廊下には、木箱に入った荷物が積まれたままだった。何が入っているのかと聞くと、近くの魔法の道具を売る店が、回復の薬を差し入れてくれたらしい。魔物の増加で、回復の薬はますます必要になっているのに、予算を減らされて生傷の絶えない警備隊のために持って来てくれたらしい。
薄暗い廊下を歩いて、隊長は突き当たりにあったドアの前で振り向いた。
「……もう警備隊の面々は集まっている。ロヴァウ、レクも……みんなに紹介するから、挨拶をしてほしい」
僕らが二人が頷くと、警備隊長はドアを開ける。
そこは、デスクがいくつも並んだ事務所のようなところだった。
書類がいくつも積み上がり、部屋の端には剣や杖なんかの武器が雑多に積みあげられていて、少し埃っぽい。
隊長が開けたドアに一番近い席に座っていた人が、僕らに気づいて振り向いた。
真っ赤でふわふわの髪は、彼が座っている椅子の足を隠してしまうほど長い。目は茶色で、手足はひどく華奢だ。着ているものも、何かの制服のようで、肩からは大きなカバンを下げていた。

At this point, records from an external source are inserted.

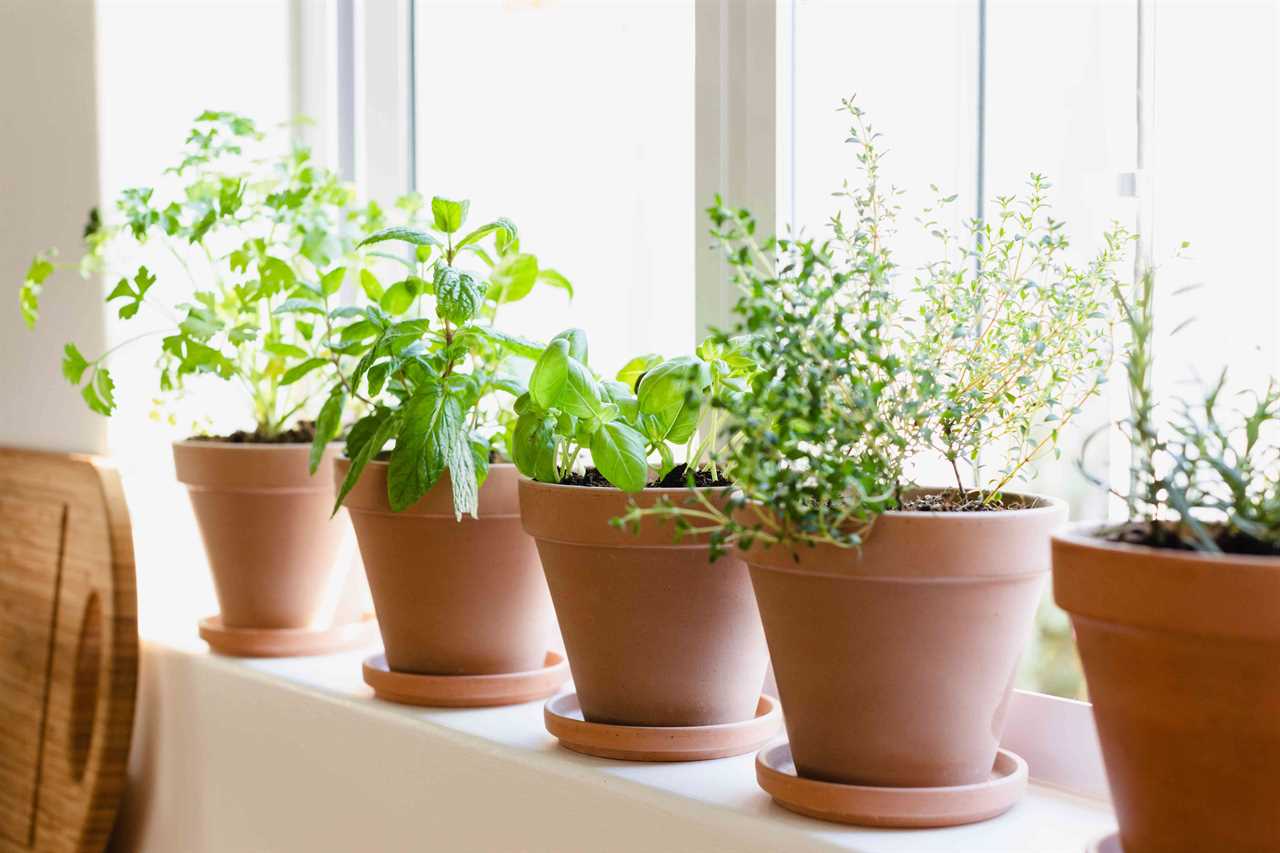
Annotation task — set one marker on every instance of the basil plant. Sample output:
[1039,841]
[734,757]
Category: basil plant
[259,235]
[434,373]
[631,425]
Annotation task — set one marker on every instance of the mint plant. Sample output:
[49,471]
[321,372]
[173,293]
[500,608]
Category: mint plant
[983,361]
[434,372]
[260,237]
[649,411]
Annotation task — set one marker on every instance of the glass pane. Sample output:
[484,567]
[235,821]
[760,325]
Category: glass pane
[574,119]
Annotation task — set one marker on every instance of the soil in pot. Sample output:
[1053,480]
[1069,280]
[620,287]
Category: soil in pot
[277,556]
[656,633]
[452,597]
[1182,655]
[895,661]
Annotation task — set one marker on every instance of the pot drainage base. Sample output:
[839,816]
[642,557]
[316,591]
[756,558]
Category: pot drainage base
[563,719]
[899,807]
[287,642]
[465,690]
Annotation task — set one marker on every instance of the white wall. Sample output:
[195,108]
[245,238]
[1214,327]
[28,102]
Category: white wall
[48,183]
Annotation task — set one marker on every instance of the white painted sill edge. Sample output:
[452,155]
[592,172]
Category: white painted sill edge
[296,755]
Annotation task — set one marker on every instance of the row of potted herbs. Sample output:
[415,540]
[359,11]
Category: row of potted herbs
[695,518]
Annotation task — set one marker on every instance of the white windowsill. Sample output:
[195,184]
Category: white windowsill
[296,755]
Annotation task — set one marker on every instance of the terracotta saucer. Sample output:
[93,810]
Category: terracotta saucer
[1106,844]
[286,642]
[565,720]
[465,690]
[905,807]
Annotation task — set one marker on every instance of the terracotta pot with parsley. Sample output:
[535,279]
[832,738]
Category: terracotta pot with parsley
[896,614]
[1176,614]
[455,580]
[254,231]
[657,634]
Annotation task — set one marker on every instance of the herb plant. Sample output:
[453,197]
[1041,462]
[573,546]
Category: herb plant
[982,361]
[439,386]
[652,409]
[259,236]
[1207,479]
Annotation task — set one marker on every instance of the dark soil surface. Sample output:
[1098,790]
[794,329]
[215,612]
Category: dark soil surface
[1169,537]
[956,501]
[675,479]
[302,433]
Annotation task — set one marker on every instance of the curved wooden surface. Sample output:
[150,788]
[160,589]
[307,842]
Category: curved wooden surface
[68,651]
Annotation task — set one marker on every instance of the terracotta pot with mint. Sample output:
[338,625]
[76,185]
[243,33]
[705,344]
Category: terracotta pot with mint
[246,299]
[460,597]
[657,634]
[896,615]
[1176,614]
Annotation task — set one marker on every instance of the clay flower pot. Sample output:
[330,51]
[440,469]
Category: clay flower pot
[452,597]
[274,552]
[656,633]
[895,661]
[1182,656]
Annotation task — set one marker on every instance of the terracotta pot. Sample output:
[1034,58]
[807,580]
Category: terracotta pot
[452,597]
[275,555]
[656,633]
[895,662]
[1182,656]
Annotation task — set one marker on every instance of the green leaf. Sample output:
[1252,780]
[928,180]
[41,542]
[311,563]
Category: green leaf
[99,393]
[328,424]
[300,370]
[457,295]
[580,395]
[515,277]
[433,422]
[534,447]
[398,299]
[73,364]
[503,224]
[371,286]
[332,281]
[549,374]
[448,214]
[576,340]
[298,305]
[620,456]
[632,370]
[402,235]
[554,279]
[286,350]
[364,442]
[515,345]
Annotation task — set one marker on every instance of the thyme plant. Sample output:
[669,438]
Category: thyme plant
[1208,478]
[259,232]
[983,361]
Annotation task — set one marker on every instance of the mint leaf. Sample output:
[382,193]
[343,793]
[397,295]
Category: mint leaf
[448,214]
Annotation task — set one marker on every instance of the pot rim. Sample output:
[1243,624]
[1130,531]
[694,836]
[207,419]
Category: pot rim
[1084,534]
[246,446]
[613,489]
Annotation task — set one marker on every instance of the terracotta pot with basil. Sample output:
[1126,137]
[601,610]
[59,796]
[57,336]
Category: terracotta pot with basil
[1176,614]
[456,583]
[657,634]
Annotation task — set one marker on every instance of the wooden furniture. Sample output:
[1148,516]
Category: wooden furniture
[68,651]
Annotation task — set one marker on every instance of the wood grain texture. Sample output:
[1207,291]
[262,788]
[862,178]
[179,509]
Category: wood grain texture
[68,651]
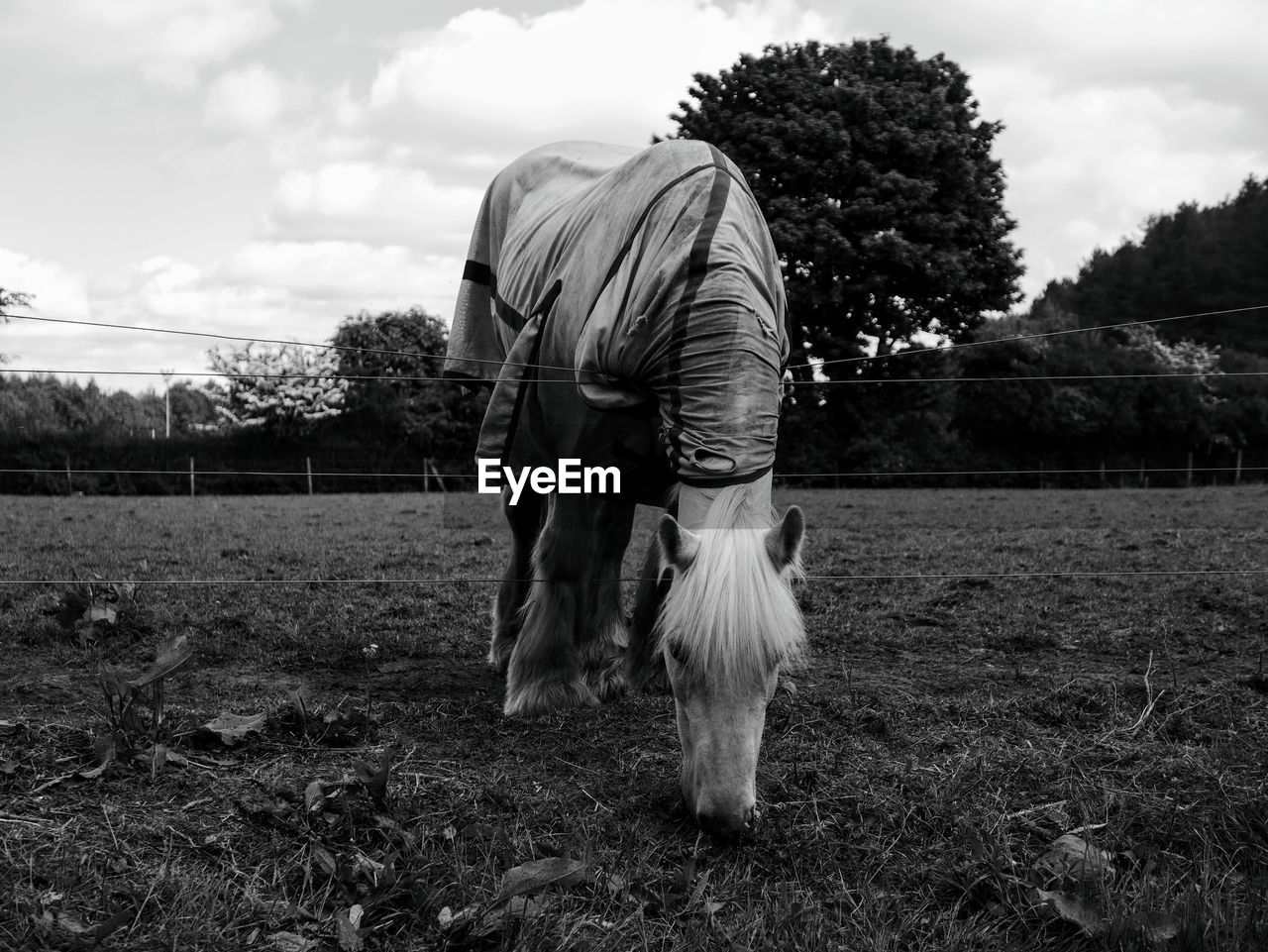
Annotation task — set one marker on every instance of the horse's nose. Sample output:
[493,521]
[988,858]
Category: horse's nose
[725,824]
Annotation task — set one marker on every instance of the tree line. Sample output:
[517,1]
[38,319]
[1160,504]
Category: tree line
[886,204]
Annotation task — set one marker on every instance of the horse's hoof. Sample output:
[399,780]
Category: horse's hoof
[548,696]
[607,683]
[499,654]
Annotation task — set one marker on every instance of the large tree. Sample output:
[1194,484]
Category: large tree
[392,363]
[1187,262]
[10,299]
[281,386]
[877,179]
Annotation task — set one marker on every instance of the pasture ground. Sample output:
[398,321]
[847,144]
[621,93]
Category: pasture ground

「たぁいちょぉーー。おはよおございますうーー。遅刻ですか?」
「……すまん、タンヘット。新人を案内していて遅れた」
「シンジン……? しんじん?? え!? 新人!?? 嘘……警備隊に入るの?」
彼は、警備隊長の体を避けるようにして、僕らに首を傾げて聞いてくる。
「やぁめたほうがいいよぉーー。ろくなことにならないから」
「やめろ、タンヘット。せっかく来てくれたんだ」
警備隊長に止められても、タンヘットは素知らぬ顔。